Wall Painting Case Studies

Wall Painting Fragment (KM 26982)


This colorful wall painting fragment was discovered inside House 124E at Karanis, along with domestic tools including vessels, basketry, and fruit stones (pits from “stone” fruits). It’s possible that this painting adorned the interior wall of Room I; on the back of the fragment, you can still see the tempered mud substrate. The painting itself depicts an arm or a leg joint alongside a polychrome cape. It’s fun to imagine what kind of scene this fragment originated from and how it might have looked! Was it a battle? Some kind of ceremony? 

The pigments we found on this fragment are typical of the Roman Egyptian pigment palette, with carbon black and lead white, red and yellow earth pigments, and madder lake. The rather muted blue, however, is unusual. It is not Egyptian blue or indigo. It is likely an optical blue—a white pigment (in this case gypsum) mixed with carbon black or a dark iron-based pigment. Other known examples of optical blue date to earlier periods (as early as the First Intermediate Period in Egypt), and its continued use in the Roman period is interesting.

Color photograph of a wall painting fragment depicting a bent leg and cape
Painted interior mud wall fragment depicting a bent leg and cape; H. 13.5 cm, W. 9.0 cm, D. 1.5 cm; Karanis, Egypt, 1st-5th C AD; KM # 26982, Field # 24-124E-I
Series of images showing the wall painting under visible, ultraviolet, and infrared light and that reveal madder lake, and red iron oxide pigments on the object.
Multispectral images of the wall painting, top left: visible light; top right: ultraviolet-induced visible luminescence; bottom left: infrared reflected false color

Wall Painting Fragment (KM 26983)


Color photograph of a wall painting fragment decorated with a series of red and green dots
Painted interior mud wall fragment decorated with alternating red and green dots; H. 15.0 cm, W. 13.5 cm, D. 2.5 cm; Karanis, Egypt, 1st-5th C AD; KM # 26983, Field # 24-124E-I
Line graph (or XRF spectrum) showing a series of steep, narrow peaks that represent the chemical elements present in the green-painted dots on the fragment.
XRF spectrum taken from a green dot showing a significant peak for chromium (Cr) at 5.41keV

This bit of wall painting—a string of alternative green and red dots over a white background—was also found in House 124E. It has a similar preparation of painted plaster over tempered mud and similar pigments—including a series of bluish-gray flecks along the bottom that could be another instance of optical blue. The green dots are most likely made of green earth pigment, an iron-based earth mineral that appears in numerous locations throughout the Mediterranean.

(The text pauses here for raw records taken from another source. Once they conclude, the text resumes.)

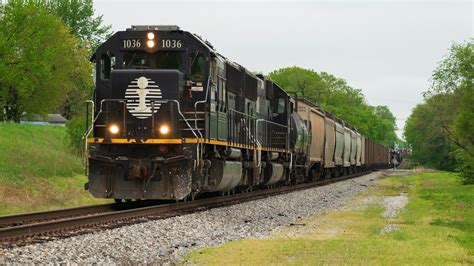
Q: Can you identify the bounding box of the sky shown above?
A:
[94,0,474,137]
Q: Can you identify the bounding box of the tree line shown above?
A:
[0,0,110,122]
[269,66,401,146]
[404,39,474,184]
[0,0,397,153]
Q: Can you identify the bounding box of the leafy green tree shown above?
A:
[404,94,456,171]
[42,0,111,119]
[427,39,474,183]
[269,66,327,102]
[269,67,397,146]
[44,0,111,52]
[405,39,474,183]
[0,1,91,122]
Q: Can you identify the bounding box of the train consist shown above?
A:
[86,26,390,201]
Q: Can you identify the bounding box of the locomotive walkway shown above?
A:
[0,172,369,246]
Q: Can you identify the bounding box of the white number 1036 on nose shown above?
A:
[161,39,183,49]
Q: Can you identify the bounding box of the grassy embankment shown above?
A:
[185,172,474,265]
[0,123,108,215]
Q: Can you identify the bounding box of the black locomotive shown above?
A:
[86,26,389,200]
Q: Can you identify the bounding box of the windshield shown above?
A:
[123,51,183,69]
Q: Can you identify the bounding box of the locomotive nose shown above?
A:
[108,69,184,139]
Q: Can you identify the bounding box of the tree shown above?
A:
[404,94,456,171]
[268,66,326,102]
[0,1,91,122]
[427,39,474,184]
[42,0,111,119]
[405,39,474,183]
[44,0,111,52]
[269,67,397,145]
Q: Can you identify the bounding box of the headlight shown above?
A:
[160,125,170,135]
[146,40,155,48]
[109,125,120,135]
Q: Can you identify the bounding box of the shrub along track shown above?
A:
[0,171,370,247]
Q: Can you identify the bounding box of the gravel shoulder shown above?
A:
[0,172,383,264]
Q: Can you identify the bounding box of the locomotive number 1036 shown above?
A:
[161,39,183,49]
[122,38,183,49]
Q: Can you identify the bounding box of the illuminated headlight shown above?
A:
[160,125,170,135]
[109,125,120,135]
[146,40,155,48]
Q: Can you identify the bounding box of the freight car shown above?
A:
[85,26,389,201]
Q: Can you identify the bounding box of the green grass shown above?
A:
[0,123,108,215]
[185,172,474,265]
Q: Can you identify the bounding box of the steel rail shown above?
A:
[0,171,371,243]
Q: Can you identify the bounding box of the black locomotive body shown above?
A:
[86,26,388,200]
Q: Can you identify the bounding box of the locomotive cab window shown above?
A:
[100,54,111,80]
[276,98,286,114]
[190,52,206,80]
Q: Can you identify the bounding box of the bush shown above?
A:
[457,150,474,185]
[66,116,86,153]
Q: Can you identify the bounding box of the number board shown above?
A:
[157,38,185,50]
[121,38,145,49]
[120,38,186,51]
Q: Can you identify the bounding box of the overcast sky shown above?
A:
[94,0,473,136]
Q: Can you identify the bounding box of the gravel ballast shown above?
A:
[0,172,382,264]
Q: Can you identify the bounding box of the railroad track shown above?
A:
[0,171,370,247]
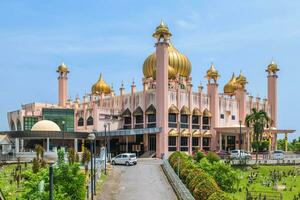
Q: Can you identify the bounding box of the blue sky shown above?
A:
[0,0,300,140]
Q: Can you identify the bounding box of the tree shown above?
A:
[245,108,270,164]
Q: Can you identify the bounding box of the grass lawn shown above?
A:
[230,166,300,200]
[0,164,31,200]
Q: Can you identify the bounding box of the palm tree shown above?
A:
[245,108,270,164]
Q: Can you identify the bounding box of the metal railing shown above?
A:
[246,191,283,200]
[162,157,195,200]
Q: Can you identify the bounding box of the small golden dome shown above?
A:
[236,72,248,89]
[205,64,220,82]
[56,63,69,73]
[224,73,237,96]
[92,74,111,94]
[143,43,192,78]
[266,60,279,74]
[152,21,172,41]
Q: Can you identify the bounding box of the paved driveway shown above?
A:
[99,159,177,200]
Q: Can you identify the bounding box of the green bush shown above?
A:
[194,151,205,162]
[208,191,232,200]
[212,162,239,192]
[188,172,211,192]
[193,177,220,200]
[206,151,221,163]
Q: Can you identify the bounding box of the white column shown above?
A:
[47,138,50,152]
[15,138,20,153]
[74,138,78,153]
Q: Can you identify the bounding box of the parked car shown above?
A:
[230,150,252,159]
[273,150,284,160]
[217,150,230,159]
[111,153,137,166]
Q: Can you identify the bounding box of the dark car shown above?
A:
[217,150,230,159]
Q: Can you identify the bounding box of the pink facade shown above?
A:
[8,21,292,156]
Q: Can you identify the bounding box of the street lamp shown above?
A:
[87,133,95,200]
[61,120,66,150]
[104,124,107,175]
[49,162,53,200]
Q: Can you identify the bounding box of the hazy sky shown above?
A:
[0,0,300,140]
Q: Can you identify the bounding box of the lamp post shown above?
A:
[93,134,97,195]
[61,121,66,148]
[49,162,53,200]
[87,133,95,200]
[104,124,107,175]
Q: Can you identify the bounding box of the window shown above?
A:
[77,117,84,126]
[23,117,38,131]
[86,116,94,126]
[192,137,199,147]
[180,115,189,128]
[202,117,210,130]
[202,137,210,151]
[180,137,189,151]
[135,115,144,124]
[169,113,177,122]
[169,113,177,128]
[148,114,156,123]
[192,115,200,129]
[169,136,176,151]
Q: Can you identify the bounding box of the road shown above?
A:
[99,159,177,200]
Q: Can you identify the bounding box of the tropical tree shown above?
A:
[245,108,270,164]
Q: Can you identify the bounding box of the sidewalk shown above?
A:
[95,166,121,200]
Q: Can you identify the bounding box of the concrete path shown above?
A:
[99,159,177,200]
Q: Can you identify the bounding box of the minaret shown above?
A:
[205,64,221,150]
[153,21,172,157]
[266,61,279,127]
[56,63,69,107]
[236,72,248,124]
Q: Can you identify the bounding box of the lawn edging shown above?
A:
[162,158,195,200]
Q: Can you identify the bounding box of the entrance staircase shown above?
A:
[140,151,156,158]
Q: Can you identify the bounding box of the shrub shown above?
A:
[193,177,220,200]
[188,172,211,192]
[206,151,221,163]
[184,168,203,186]
[212,162,239,192]
[194,151,205,162]
[208,191,232,200]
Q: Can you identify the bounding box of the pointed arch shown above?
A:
[86,116,94,126]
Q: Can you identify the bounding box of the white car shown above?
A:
[111,153,137,166]
[230,150,252,159]
[273,150,284,160]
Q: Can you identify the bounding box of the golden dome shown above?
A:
[143,43,192,78]
[152,21,172,41]
[236,72,248,89]
[56,63,69,73]
[92,74,111,94]
[266,60,279,74]
[205,64,220,82]
[224,73,237,95]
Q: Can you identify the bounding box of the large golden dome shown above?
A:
[143,43,192,79]
[92,74,111,94]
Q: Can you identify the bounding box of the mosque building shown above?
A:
[7,22,293,156]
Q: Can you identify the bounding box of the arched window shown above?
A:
[10,120,16,131]
[77,117,83,126]
[17,120,22,131]
[86,116,94,126]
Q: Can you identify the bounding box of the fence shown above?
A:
[162,157,195,200]
[246,191,283,200]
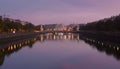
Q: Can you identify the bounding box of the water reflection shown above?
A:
[0,33,79,65]
[81,36,120,60]
[0,33,120,65]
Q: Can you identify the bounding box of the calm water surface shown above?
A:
[0,34,120,69]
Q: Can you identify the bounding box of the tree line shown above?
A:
[80,15,120,31]
[0,16,35,33]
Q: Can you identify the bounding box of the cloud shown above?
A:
[0,0,120,24]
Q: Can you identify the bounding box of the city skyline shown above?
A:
[0,0,120,25]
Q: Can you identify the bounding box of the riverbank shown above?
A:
[80,31,120,43]
[0,32,39,43]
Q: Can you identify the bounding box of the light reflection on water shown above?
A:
[0,33,120,69]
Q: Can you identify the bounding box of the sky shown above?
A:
[0,0,120,25]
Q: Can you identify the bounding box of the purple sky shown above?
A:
[0,0,120,25]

Green earth was the dominant green colorant in Roman Egypt, so finding it on this fragment was not a surprise. However, when we found an unexpected peak for chromium in XRF spectra taken from the green dots, things got interesting. At first, we questioned the authenticity of the green dots—and of the fragment itself—but as it turns out, green earth minerals such as celadonite and glauconite can contain elements like chromium in trace amounts. We learned that chromium has been detected in green earths in Roman wall paintings from Italy. Could this have implications for where in the ancient Mediterranean the green earth on our wall painting came from? This question has “future study” written all over it.